I'm following a proof which uses Hadamard's inequality ( $ | det(A) | \leq \prod ||(A_i) ||_2 ) $ in order to find the maximum of :
$ f : D^n \rightarrow \mathbb{R} $
$(z_1, ..., z_n ) \mapsto \prod_{1\leq i < j \leq n} |z_j - z_j |$
They find that this function attains its maximum iff $( (z_i)^{j-1} )_i $ are pairwise orthogonal and also if $ |z_i| = 1 $
Then they conclude by saying that these vectors are orthogonal iff $ z_i \overline{z_j} \in \mathbb{U}_n $ (the nth roots of unity)
Hence the maximum is attained when (z) is on the nth regular polygon.
Now if I follow this argument I get that these vectors are orthogonal if :
$ \sum_{0 \leq k \leq n-1} ( z_i \overline{z_j} )^k = 0 $ and $ |z_i \overline{z_j} | = 1 $
But not all algebraic integers with absolute value 1 are roots of unity.

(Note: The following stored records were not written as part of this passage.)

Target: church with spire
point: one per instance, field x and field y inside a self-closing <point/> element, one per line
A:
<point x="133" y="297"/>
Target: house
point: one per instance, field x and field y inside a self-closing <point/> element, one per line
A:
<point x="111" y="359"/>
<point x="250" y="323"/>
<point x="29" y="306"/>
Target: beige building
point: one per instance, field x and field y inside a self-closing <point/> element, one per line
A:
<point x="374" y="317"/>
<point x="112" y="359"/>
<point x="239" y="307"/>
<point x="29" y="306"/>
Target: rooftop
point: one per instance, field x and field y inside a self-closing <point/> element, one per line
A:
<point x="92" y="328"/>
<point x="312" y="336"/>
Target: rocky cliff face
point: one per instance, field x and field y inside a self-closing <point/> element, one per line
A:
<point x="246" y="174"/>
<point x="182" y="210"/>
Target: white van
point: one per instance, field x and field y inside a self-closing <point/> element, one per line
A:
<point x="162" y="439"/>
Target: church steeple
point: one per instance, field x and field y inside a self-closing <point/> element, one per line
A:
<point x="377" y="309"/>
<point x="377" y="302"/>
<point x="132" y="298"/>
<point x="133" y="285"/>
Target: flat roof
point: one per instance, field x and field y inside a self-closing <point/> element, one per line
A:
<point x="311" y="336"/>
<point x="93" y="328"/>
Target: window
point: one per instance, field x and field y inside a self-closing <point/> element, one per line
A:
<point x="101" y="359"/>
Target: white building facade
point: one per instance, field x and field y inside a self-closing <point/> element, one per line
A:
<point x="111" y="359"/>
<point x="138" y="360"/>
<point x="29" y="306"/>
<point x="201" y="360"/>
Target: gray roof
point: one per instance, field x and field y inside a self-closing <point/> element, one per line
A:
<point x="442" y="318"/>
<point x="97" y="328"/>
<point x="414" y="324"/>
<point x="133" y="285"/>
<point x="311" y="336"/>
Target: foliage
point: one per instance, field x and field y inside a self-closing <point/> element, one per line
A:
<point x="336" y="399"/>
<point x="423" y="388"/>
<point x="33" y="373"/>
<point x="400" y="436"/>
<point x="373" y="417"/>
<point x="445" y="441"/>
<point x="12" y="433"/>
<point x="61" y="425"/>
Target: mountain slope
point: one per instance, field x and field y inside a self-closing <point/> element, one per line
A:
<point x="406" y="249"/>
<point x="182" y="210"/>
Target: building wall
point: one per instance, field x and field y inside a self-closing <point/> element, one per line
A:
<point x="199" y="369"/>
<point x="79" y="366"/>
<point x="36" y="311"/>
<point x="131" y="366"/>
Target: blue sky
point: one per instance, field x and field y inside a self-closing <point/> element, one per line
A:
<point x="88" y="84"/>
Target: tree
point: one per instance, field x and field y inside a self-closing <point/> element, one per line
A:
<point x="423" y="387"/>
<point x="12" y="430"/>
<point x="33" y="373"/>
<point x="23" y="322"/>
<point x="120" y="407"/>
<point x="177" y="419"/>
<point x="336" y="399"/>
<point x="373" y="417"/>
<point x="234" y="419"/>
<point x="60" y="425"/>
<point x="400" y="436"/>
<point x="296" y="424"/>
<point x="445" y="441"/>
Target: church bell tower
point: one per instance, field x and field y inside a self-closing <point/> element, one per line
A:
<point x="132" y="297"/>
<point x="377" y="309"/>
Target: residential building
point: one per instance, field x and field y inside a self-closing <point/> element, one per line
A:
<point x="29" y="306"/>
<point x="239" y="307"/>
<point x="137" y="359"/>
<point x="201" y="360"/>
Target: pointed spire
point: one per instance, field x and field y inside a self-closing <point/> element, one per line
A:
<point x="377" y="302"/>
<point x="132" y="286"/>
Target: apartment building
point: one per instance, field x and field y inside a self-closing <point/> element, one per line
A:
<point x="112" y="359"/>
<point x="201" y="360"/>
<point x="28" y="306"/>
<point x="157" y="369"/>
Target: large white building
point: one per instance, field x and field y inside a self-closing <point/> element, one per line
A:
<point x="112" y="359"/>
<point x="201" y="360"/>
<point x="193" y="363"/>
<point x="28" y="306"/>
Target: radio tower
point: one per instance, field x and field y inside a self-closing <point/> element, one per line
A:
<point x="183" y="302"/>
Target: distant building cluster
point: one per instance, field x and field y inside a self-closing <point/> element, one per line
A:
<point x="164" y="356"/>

So here's my question : wouldn't n have to be prime for $ z_i \overline{z_j} $ to be nth roots of unity ? Because we know that $ \sum_{0 \leq k \leq p-1} ( X )^k $ is a cylotomic polynomial for p prime.
EDIT:
It seems that, while not being cyclotomic, the sum of powers is also zero for n non prime (and for roots different than 1) as shown here :
Sum over the powers of the roots of unity $\sum \omega_j^k$
I'll still leave this thread for those interested in Hadamard's inequality.